Gelombang Depresiasi Global dan Usaha Pemerintah untuk Mengatasinya
Kondisi perekonomian dunia tidak sedang baik-baik saja. Pertumbuhan ekonomi masih lambat, kemudian diikuti dengan depresiasi sejumlah mata uang. Dalam hal ini, Rupiah tak terkecuali.
Meski demikian, depresiasi nilai Rupiah hingga Rp 15.000 per USD tidak datang secara tiba-tiba. Itu terjadi secara bertahap dan lebih disebabkan oleh faktor eksternal.
Di tengah situasi seperti ini, salah satu hal yang bisa dilakukan untuk menjaga persepsi investor terhadap ekonomi nasional adalah dengan mewartakan berita-berita positif. Ini yang harusnya bisa dikerjakan oleh seluruh insan Indonesia.
Perlu diketahui oleh semuanya, depresiasi nilai mata uang tak hanya di Indonesia saja, hampir semua negara Asia juga turut terdepreasiasi, bahkan lebih tinggi dari Indonesia.
Data Bloomberg per 16 Oktober September 2018 menunjukan 10 mata uang negara yang mengalami depresiasi. Dua mata uang yang mengalami depresiasi terbesar adalah Peso Argentina sebesar minus 49,5%, dan Lira Turki sebesar minus 34,9 %.

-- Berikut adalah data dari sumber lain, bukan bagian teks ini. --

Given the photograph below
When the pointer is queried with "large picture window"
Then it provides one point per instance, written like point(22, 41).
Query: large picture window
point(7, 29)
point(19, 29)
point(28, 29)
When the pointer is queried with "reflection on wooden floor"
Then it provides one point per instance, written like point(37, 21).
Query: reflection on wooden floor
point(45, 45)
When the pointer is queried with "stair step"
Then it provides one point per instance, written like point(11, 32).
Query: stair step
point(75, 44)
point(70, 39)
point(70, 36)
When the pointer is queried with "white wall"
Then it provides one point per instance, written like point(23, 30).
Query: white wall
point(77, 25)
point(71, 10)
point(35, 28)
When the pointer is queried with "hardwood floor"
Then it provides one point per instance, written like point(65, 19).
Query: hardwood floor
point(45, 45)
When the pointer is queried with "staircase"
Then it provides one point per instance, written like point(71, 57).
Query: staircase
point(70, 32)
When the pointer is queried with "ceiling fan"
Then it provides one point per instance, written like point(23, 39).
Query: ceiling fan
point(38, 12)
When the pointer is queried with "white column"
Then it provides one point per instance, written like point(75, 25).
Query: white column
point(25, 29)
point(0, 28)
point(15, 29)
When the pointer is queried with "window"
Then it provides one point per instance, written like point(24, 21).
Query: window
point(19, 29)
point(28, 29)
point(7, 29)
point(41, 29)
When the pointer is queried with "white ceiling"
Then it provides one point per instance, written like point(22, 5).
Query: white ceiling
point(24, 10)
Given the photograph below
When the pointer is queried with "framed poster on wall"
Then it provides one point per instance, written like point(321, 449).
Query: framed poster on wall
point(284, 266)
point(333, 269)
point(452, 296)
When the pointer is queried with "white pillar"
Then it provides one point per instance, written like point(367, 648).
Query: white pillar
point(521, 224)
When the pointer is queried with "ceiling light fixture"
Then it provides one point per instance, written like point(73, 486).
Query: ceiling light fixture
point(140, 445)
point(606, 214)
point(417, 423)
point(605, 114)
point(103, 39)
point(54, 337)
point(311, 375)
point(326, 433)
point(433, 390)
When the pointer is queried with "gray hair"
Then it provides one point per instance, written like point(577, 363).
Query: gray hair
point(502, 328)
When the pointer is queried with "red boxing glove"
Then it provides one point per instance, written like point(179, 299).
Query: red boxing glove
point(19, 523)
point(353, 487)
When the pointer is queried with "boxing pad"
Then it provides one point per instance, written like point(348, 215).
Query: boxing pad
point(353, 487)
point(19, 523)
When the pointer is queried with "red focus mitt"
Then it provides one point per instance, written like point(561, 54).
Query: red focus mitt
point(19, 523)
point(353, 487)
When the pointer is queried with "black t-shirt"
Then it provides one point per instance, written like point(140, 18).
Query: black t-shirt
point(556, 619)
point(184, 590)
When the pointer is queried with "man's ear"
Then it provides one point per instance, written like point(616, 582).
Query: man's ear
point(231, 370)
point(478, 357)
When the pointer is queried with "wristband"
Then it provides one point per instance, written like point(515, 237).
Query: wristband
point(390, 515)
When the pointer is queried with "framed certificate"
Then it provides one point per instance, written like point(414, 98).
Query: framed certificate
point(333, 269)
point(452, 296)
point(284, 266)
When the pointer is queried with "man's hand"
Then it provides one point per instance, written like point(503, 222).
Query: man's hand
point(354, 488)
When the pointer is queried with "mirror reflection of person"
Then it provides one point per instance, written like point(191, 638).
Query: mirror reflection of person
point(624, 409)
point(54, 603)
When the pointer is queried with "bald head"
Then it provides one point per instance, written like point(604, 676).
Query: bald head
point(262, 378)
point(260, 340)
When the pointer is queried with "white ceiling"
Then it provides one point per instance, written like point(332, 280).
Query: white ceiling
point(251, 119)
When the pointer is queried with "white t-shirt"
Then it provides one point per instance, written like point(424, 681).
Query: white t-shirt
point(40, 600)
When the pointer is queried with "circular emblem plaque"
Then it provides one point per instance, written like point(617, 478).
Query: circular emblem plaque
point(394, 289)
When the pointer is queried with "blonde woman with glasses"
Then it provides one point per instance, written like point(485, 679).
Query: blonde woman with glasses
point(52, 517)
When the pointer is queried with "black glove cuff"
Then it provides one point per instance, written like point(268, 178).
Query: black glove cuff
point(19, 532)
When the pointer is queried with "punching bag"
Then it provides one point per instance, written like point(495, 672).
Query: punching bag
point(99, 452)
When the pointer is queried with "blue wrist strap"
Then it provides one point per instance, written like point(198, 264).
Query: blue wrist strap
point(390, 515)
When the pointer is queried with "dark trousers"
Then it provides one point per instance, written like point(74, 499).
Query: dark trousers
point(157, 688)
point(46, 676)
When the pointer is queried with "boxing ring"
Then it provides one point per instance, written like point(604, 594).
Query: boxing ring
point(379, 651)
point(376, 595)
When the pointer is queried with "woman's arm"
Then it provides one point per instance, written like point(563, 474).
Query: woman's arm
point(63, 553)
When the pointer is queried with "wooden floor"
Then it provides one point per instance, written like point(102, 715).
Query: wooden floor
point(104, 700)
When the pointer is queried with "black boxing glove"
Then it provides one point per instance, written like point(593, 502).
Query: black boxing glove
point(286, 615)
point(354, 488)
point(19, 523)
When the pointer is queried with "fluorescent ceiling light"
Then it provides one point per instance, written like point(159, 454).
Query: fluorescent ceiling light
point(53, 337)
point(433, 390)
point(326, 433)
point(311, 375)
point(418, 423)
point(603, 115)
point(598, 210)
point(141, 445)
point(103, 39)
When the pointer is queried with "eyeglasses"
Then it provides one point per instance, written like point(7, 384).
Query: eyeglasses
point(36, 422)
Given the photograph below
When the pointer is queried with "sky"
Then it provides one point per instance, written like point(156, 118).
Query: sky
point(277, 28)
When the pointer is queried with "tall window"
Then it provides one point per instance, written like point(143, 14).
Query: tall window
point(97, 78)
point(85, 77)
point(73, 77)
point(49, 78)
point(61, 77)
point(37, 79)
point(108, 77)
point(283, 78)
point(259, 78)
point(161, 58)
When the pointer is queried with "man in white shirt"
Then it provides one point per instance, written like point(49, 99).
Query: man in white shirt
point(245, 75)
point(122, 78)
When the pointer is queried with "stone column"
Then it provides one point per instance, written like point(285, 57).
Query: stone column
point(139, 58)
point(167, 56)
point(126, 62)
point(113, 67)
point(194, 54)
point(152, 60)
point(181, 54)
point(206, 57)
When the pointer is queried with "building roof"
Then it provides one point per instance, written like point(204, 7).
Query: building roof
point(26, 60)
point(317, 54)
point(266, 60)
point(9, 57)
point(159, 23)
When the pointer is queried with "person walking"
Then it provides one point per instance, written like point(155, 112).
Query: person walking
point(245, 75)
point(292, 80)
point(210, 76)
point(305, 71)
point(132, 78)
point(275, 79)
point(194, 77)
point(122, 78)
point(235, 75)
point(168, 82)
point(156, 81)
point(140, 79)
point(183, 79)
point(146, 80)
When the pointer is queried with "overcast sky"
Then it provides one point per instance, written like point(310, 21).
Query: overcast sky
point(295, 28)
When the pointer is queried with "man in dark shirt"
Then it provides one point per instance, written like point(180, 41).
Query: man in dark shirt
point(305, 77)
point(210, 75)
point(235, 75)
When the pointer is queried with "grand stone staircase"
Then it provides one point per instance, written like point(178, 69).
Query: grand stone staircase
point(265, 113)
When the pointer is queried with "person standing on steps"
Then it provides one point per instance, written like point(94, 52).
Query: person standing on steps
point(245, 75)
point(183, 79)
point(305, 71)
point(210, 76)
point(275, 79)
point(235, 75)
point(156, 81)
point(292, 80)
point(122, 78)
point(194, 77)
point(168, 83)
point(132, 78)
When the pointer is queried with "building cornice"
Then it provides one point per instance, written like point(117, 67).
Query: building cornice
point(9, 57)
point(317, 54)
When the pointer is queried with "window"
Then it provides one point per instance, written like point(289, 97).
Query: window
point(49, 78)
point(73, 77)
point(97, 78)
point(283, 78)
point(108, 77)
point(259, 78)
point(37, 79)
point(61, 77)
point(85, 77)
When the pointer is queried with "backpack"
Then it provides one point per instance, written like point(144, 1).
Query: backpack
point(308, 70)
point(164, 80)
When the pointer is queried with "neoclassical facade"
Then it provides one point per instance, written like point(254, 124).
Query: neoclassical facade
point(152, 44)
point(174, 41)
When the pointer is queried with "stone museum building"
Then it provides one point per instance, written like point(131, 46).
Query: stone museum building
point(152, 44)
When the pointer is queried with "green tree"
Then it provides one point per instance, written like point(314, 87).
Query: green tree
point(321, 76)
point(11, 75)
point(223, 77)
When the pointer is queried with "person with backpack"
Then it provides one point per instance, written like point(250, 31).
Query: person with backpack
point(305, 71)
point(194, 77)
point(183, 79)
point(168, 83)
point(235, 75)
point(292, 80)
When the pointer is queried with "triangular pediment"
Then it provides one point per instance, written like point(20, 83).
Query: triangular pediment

Selain terhadap dua mata uang tersebut, Dollar AS juga menguat terhadap mata uang Rupee India yang terdepresiasi minus 13,6 %, dan Real Brazil terdepresiasi sebesar minus 12,4 %.
Rubel Rusia pun juga ikut terdepresiasi sebesar minus 12%. Sedangkan, Rupiah masih bisa bertahan terhadap depresiasi sebesar minus 11,1%.
Depresiasi rupiah itu masih masuk dalam kategori moderat di antara negara-negara berkembang lainnya sepanjang awal tahun hingga Oktober 2018.
Depresiasi Rupiah saat ini dapat dipastikan tidak akan menyebabkan ancaman krisis seperti tahun 1998. Hal tersebut karena ekonomi masih tumbuh di atas 5 % dan inflasi tidak lebih dari 4 %.
Indikator sektor perbankan juga sangat sehat. CAR atau risiko kecukupan modal perbankan bergerak di atas 22%; dari level minimal 8%. Risiko penyaluran kredit masih rendah, hanya 2,67% pada Juni 2018, dari level maksimal 5%.
Meski demikian, depresiasi nilai Rupiah itu akan membawa dua dampak, yaitu jangka pendek dan jangka panjang. Untuk jangka pendek yaitu naiknya harga-harga barang impor, kondisi keuangan perusahaan yang tidak melakukan 'hedging' (lindung nilai) negatif.
Sedangkan untuk jangka panjang, yaitu dapat menurunkan tingkat pertumbuhan ekonomi, menggerus daya beli masyarakat, dan potensi krisis.
Hingga kini pemerintah terus berupaya mengatasi depresiasi ini. Diantaranya dilakukan dengan menetapkan PPh pada beberapa komoditas impor, serta penggunaan Biodiesel sebagai upaya menghemat BBM.
Selain itu, Bank Indonesia mengelola Rupiah lewat intervensi di pasar uang, maupun lewat kenaikan suku bunga. Otoritas Jasa Keuangan (OJK) memastikan tidak ada krisis likuiditas di sektor keuangan, bukan hanya pada bank besar tetapi juga bank kecil.
Di tengah situasi seperti ini, kita harus bergandengan tangan untuk menghadapi masalah nasional sebagai permasalahan bersama. Jangan pandang isu ini secara politis, karena siapapun pemerintahannya pasti akan terdampak.